Rumah Potong Babi dan Pengolahan Daging
Spoiler: Ini rumah potong tempat pengambilan gambar pada film Silver Spoon (Gin no Saji)


Ruang Pemotongan


Mendengarkan penjelasan bilingual mengenai proses pengolahan daging babi



Tempat kedua yang kami kunjungi adalah kompleks perkandangan sapi perah yang super luas. Kompleks perkandangan sudah dilengkapi dengan ladang pengembalaan, gudang penyimpanan pakan, paddock “kecil”, tempat pengolahan kotoran, basecamp para pekerja, kandang-kandang individu yang dibagi sesuai usia sapi, serta tempat pemerahan susu. Sebelum masuk, kami harus memakai pakaian khusus overall serta boots yang didesinfeksi. Yang unik adalah, adanya sikat raksasa yang berputar otomatis jika disentuh oleh sapi. Fungsinya untuk menggaruk badan sapi. Jadi, para sapi bisa “menggaruk badannya sendiri” saat gatal. Satu lagi, seluruh proses pemeliharaan sampai pemerahan sapi dilakukan secara bergantian oleh para mahasiswa! Dengan demikian, para mahasiswa sudah tidak diragukan lagi kompetensinya setelah lulus dari universitas.   
Produk dari peternakan sapi tentunya adalah susu dan produk olahannya, keju dan es krim dengan merk milik universitas. Kami diberikan kesempatan mencicipi satu cup es krim susu gratis yang rasanya, jangan ditanya, enak!
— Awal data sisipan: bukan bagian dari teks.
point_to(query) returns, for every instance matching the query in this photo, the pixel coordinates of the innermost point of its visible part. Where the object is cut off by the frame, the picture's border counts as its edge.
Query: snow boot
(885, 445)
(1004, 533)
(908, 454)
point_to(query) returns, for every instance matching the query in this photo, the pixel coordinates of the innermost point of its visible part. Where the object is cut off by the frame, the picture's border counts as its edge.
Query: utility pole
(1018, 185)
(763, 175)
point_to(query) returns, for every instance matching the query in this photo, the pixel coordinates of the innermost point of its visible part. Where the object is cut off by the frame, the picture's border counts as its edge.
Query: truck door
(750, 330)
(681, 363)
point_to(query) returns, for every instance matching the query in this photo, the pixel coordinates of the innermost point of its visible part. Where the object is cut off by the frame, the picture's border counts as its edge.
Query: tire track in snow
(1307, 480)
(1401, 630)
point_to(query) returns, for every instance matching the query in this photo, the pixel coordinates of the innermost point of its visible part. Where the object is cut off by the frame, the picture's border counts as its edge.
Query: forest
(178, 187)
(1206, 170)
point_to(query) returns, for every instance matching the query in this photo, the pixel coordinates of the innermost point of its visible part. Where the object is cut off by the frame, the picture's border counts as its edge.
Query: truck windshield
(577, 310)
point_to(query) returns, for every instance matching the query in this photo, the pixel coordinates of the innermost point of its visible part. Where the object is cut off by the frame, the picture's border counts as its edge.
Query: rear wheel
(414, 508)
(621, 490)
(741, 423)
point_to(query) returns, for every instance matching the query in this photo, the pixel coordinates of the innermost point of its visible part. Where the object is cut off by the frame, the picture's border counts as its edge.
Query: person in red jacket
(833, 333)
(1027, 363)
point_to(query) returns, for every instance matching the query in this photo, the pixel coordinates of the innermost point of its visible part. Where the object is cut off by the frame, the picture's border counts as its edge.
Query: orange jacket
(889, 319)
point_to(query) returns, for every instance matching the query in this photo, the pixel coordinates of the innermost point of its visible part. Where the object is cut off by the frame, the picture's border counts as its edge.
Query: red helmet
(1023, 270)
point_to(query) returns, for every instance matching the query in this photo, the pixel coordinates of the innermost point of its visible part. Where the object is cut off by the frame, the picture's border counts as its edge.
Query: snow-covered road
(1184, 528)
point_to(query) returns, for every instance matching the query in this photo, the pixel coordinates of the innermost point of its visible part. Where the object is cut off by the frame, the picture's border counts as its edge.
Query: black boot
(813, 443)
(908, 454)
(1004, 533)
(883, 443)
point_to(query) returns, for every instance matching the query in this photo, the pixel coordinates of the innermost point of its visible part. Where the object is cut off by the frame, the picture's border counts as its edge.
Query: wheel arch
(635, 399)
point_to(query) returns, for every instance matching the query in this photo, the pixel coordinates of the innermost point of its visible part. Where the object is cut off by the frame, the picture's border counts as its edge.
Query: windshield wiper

Field Center alias Kompleks perkandangan sapi

Kostum yang wajib dipakai saat masuk ke kandang sapi


Barisan sapi penghasil susu

Garuk-garuk badan dulu ah....

Kandang pedet yang imut-imut 


Selesai menikmati es krim, kami pun menuju tempat barbeque, namun, tur tidak berhenti disini. Sepanjang perjalanan ke tempat barbeque, kami melewati perkandangan domba berbulu lebat seperti yang ada di fim shaun de sheep, kandang serta paddock sapi yang tidak digunakan untuk pemerahan susu, ladang sorgum dan aneka sayur mayur, serta kompleks stable kuda lengkap dengan paddock luas yang dijadikan tempat pengambilan gambar film Silver Spoon! Tanpa banyak bicara, setiap yang melewati stable pun langsung otomatis mengambil foto, termasuk saya, hehehehe. Saking bangganya kampus sebagai tempat syuting film kelas nasional, sebuah lapangan parkir dirancang khusus untuk para pengunjung yang ingin melihat area syuting. Hihihihi… Bahkan sebuah banner dipasang di perpustakaan kampus.

Konon disinilah Silver Spoon diambil gambarnya


Tertulis: Lokasi syuting Silver Spoon!


Tempat parkir khusus para pengunjung yang mau lihat tempat syuting


Kembali ke alur cerita, sepanjang perjalanan ke tempat barbeque, kami pun menemukan kompleks perumahan sederhana, seperti rumah tipe 21 di Indonesia dengan pekarangan rumah berumput, yang ternyata dulunya dipakai sebagai kompleks perumahan dosen. Bahkan bapak Dekan kami dulunya pernah tinggal di dalah satu rumah tersebut. Dan konon, rumah “paling besar” yang ada disana diperuntukkan bagi Kepala Rumah Sakit Hewan.

Ini yang konon dulunya perumdos alias perumahan dosen

Selain kompleks perumahan, kami pun melewati Pusat Penelitian Protoza dengan desain bangunan yang modis dan hiasan 3 deimensi protozoa berukuran besar terpampang tepat di lobi gedung.
Perjalanan pun berakhir di Kashiwa Plaza, semacam bangunan teritegrasi antara cafeteria, koperasi, ruang pertemuan himpunan mahasiswa, ruang baca dan belajar yang dilengkapi dengan komputer dan kursi-kursi cantik a la café. Tidak ketinggalan, halaman luas untuk barbeque! Untuk barbeque kali ini, kami dijamu oleh para cook alias tukang masak yang menyajikan berbagai hidangan, daging domba, sosis babi hasil Rumah Potong yang sebelumnya dikunjungi, cumi-cumi, kerang hotate yang lezat, serta sayur mayur produk pertanian kampus Obihiro.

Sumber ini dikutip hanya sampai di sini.